現場はあいつらに任せておけば大丈夫だろう。
通路を駆けて、洞窟をあとにする。
以前は船を使わないと洞窟内へ行けなかったのだが、今では港から橋を渡って行けるように改良されている。
どんどん便利になっていく。
洞窟を出て波止場へ向かえば、ジジイが桟橋にしがみついていた。
水に浸かると体力を削られ、這い上がることすら難しくなるんだよな。
「おい、グレイゴン」
「…………はぁはぁ……貴様……」
桟橋にしがみついて、こちらを睨み付けてくる。
まだ分かってないらしい。自分の立場が。
「貴族に、このような真似をしてどういうことになるか……覚悟しておくのじゃな」
「じゃあ、告げ口をされないように、今この場で証言者を消すしかないな――」
お前が戻らなければ、ここであった無礼は知られることがないもんな?
「なっ!? ま、待て!」
「な? そろそろ学習しろよ。お前が口を開く度、お前の命は危険にさらされるんだ」
「そもそも貴様が――」
「沈めるぞ?」
「…………」
ようやく口を閉じたグレイゴン。
「ほら、引き上げてやるから、二度とここへは来るな」
腕を掴んで、強引に引き上げる。
引き上げるついでに、耳元で忠告を囁く。
「……この次は、誰が暴走するか俺にも分からん。止めることは不可能だろうな」
ごくりと、グレイゴンが喉を鳴らした。
こんだけ怖い目に遭えば、もうここへは来ないだろう。
「……調子に乗っていられるのも今のうちじゃぞ」
ま、それくらいの捨て台詞は言わせてやるさ。
「そうだな。とりあえず、今後の対応を協議するためウィシャートにでも会いに行ってみたらどうだ? ……そうすりゃ、テメェの置かれている立場ってもんがイヤでも分かるだろうからよ」
「……どういうことじゃ?」
「行って、その目で確かめてこいよ」
まず間違いなく、すでにウィシャートはグレイゴンを見捨てている。
情報紙への影響力もなくなり、トルベック工務店を追い詰めるはずだった組合は返り討ちに遭い、ウィシャートの計画はことごとく頓挫している。

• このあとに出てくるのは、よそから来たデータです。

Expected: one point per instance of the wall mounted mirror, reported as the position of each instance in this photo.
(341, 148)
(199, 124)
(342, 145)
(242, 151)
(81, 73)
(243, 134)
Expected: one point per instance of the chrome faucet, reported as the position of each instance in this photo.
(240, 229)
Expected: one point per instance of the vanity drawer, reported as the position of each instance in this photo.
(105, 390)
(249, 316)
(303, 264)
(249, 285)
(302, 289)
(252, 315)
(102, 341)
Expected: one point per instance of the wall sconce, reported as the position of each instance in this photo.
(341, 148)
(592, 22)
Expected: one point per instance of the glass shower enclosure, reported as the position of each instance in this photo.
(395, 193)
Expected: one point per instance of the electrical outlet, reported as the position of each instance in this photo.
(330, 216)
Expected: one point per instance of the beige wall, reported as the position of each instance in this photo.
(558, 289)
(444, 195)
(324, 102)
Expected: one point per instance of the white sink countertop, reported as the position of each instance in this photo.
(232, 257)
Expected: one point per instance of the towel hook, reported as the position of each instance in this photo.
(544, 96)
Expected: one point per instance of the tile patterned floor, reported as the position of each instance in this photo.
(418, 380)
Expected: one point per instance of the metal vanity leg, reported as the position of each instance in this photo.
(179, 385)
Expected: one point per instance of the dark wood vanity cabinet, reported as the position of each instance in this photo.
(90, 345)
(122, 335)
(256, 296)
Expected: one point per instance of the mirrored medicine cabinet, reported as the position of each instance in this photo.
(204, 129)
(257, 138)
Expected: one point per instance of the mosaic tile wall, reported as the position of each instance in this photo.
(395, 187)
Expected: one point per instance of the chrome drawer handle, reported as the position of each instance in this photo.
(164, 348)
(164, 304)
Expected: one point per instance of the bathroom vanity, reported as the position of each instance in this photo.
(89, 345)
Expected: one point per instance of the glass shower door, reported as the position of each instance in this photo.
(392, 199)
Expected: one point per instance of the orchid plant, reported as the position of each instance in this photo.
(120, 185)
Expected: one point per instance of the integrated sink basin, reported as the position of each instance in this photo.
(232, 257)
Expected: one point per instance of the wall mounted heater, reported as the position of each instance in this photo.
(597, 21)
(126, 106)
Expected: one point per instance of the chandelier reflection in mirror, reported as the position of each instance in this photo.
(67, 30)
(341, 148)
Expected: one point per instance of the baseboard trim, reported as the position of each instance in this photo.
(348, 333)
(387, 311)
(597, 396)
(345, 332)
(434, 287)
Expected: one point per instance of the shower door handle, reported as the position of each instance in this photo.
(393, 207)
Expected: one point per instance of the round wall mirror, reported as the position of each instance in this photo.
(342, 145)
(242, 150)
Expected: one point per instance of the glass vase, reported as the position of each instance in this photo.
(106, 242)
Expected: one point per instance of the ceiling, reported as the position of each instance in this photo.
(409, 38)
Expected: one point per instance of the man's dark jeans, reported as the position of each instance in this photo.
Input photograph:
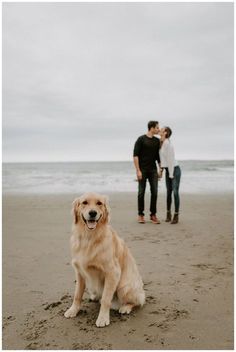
(172, 185)
(152, 178)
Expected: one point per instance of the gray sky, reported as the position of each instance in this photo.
(81, 80)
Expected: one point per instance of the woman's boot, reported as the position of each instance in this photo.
(175, 219)
(168, 216)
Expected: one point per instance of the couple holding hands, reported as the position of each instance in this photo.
(147, 150)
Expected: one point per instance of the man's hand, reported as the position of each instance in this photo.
(139, 175)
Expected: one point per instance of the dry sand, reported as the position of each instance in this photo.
(187, 270)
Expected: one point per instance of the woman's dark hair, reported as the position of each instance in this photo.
(168, 132)
(152, 124)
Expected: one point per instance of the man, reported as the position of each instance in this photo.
(146, 153)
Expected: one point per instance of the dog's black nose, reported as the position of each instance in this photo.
(92, 213)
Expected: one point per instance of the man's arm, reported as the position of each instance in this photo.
(137, 148)
(138, 171)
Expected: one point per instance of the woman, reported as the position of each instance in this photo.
(173, 173)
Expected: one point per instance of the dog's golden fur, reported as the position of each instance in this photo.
(103, 263)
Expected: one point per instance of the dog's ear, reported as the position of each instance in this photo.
(75, 205)
(107, 209)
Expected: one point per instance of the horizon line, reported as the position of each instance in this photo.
(98, 161)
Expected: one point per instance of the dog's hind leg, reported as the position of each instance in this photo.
(115, 304)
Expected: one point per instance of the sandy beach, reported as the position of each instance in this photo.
(187, 271)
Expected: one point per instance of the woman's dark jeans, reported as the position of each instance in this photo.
(172, 185)
(152, 178)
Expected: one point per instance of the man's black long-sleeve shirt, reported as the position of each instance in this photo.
(147, 150)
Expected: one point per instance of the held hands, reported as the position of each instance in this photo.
(139, 175)
(160, 174)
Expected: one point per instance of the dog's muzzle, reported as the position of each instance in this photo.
(92, 221)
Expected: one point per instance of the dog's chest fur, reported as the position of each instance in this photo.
(82, 261)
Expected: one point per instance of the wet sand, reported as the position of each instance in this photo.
(187, 271)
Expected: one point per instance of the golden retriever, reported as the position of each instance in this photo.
(103, 263)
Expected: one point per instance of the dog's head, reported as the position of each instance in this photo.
(90, 210)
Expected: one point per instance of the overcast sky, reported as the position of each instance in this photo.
(81, 80)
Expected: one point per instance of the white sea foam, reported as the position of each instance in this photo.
(55, 178)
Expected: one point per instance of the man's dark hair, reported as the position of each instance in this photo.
(152, 124)
(168, 132)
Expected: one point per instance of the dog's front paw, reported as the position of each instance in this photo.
(103, 320)
(72, 312)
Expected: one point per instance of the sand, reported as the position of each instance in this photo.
(187, 270)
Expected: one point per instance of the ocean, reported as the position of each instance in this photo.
(80, 177)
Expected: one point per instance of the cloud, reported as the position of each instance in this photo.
(93, 74)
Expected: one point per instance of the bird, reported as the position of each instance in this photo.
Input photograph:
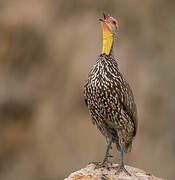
(110, 99)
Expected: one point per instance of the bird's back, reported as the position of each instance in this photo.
(110, 101)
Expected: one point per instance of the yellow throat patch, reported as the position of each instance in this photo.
(107, 40)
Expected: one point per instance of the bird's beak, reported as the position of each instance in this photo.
(105, 16)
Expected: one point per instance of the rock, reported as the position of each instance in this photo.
(109, 173)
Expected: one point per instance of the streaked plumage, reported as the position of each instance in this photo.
(111, 102)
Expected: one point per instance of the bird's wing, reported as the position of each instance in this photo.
(126, 98)
(85, 94)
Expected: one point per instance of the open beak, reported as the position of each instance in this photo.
(105, 17)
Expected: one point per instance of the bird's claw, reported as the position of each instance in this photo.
(121, 168)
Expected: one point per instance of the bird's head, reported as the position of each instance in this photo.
(109, 23)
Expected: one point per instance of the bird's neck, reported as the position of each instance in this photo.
(108, 40)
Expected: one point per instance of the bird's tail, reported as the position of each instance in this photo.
(127, 147)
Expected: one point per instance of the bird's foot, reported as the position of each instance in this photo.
(100, 164)
(120, 168)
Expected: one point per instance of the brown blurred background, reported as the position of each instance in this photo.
(47, 48)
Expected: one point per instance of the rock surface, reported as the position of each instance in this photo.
(90, 173)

もともと、気に入らない者を潰すためだけに始まった嫌がらせのような行為だ。
完膚なきまでに失敗した今、ウィシャートがそこに固執するとは思えない。
それどころではないだろうしな。
四十二区が面と向かって敵対した。
姿を隠して外周から絡め手で――なんて、そんな時期はとうに過ぎている。
いまさら、力を失い落ちぶれたただの貴族を、ウィシャートが重用するわけがない。
「行って、現実を見てこいよ」
そう言って、グレイゴンを送り出した。
ウィシャートに切られたと悟ったあのジイサンがどんな顔をするのか……
ま、わざわざ見るほどの価値もないだろうけどな。